TTLG Author/Illustrator Profiles

Richard Harland

Richard Harland

Richard Harland (born 15 January 1947 in Yorkshire is an English fantasy and science fiction writer, living in New South Wales, Australia. He was born in 1947 in Huddersfield, United Kingdom and migrated to Australia in 1970. He has been an academic, performance artist and writer, publishing 14 full length works of fiction, three academic books, short stories and poems.

He is the author of the Eddon and Vail science fiction thriller series, the Heaven and Earth young adult fantasy trilogy and the illustrated Wolf Kingdom series for children. He has been awarded the Australian Aurealis Award on five occasions for his fiction.

Richard Harland completed undergraduate studies at Cambridge University, graduating with a BA and majoring in English. After graduation, he planned an ambitious doctoral thesis, focusing on a global theory of the language of poetry and approached numerous universities around the globe seeking funding for his research. Support was unforthcoming until an offer from the University of Newcastle in New South Wales, consequently he migrated to Australia in 1970 to take advantage of this opportunity. He originally only intended to remain in the country until his PhD was completed, but after some months decided to settle permanently.

Work on his thesis was slow, and he eventually reduced its scope to an MA, before moving away from his studies for several years, while he worked as a singer, songwriter and poet in and around Sydney. He published poetry and short stories during this period in a number of literary magazines. He returned to academic life in the 1980s through a tutoring position at the University of New South Wales and continued work on his doctoral thesis, which was published as Superstructuralism: The Philosophy of Structuralism and Post-Structuralism in 1987. The volume sold well, was well received, and secured him a lecturing position in English at the University of Wollongong, where he remained for ten years. During his academic career he published full length works and a number of articles on literary theory.

He scored an early success in childhood with a short story which won a prominent United Kingdom competition, and also wrote and distributed stories while at school, exchanging ongoing installments for sweets and other tokens when other pupils were reluctant to part with legal tender.

He is best known for several series of novels, but commenced his novel writing career relatively late in life. He had been eager to write full length tales from late childhood but suffered from writer's block, which prevented him making significant headway with novel projects (and also many short stories) for much of the next 25 years. He was able to produce academic books during this period, however, and he attributes the writer's block partly to his belief that he had to write serious literary novels rather than what he found most enjoyable to work on. It was not until writing the comic horror novel The Vicar of Morbing Vyle (1993) that he managed to conquer this obstacle. owever he had published short stories prior to this, some of which were collected in Testimony (1981), which also included his poetry.
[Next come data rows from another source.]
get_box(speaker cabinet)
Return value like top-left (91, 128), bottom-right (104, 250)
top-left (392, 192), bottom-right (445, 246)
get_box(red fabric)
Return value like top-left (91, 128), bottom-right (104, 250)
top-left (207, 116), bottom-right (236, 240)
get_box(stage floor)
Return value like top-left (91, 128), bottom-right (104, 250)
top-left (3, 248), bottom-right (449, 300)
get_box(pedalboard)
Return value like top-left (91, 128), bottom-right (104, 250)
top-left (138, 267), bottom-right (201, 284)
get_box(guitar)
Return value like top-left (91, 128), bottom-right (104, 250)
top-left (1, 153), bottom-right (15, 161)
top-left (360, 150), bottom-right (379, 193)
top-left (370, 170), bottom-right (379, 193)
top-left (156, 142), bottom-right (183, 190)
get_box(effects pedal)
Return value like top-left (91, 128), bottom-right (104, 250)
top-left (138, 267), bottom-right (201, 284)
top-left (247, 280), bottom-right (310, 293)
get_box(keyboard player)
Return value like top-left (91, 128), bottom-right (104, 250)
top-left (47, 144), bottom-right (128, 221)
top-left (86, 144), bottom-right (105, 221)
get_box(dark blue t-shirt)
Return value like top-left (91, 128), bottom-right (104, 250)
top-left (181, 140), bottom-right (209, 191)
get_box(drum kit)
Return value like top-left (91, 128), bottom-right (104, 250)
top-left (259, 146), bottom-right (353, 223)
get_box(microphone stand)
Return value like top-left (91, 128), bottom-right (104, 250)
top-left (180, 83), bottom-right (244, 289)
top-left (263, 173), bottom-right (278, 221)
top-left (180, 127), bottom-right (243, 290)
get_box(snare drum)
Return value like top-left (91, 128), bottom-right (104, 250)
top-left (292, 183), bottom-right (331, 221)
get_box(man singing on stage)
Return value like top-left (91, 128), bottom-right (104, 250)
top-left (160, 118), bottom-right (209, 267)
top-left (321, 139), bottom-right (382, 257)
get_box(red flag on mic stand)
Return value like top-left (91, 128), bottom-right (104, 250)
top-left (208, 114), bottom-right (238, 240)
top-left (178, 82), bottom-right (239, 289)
He was still lecturing at the University of Wollongong when he wrote The Dark Edge, the first novel of his "Eddon and Vail" science fiction thriller series. His senior lecturing role was a secure tenured position, much sought after by professional scholars, however, with a sequel to The Dark Edge having been commissioned by his publisher, Pan Macmillan Australia, set to appear the following year, he felt unable to juggle the demands of full time academic life with fiction writing. Despite an uncertain future in a small Australian publication market, where relatively low volume sales are considered a bestseller and there are few full time writers, he resigned his position in 1997 to concentrate on his fiction. He has been a full time writer ever since. He remains an Honorary Senior Fellow in English at the University of Wollongong. He has also taught summer courses at the university, most recently on children's and young adult fantasy literature.

Many of Harland's novels contain maps. He has confessed to a fascination with maps, sometimes spending hours studying them. He has also admitted to often viewing his fictional worlds as though seen from an elevated distance, something he feels is a common feature among fantasy writers.

Following the 1999 publication of Hidden from View, the final volume in his Eddon and Vail series, all of his novels have been written either for young adults or children, with the exception of The Black Crusade (2004). Some of his novels have also been published as audio books.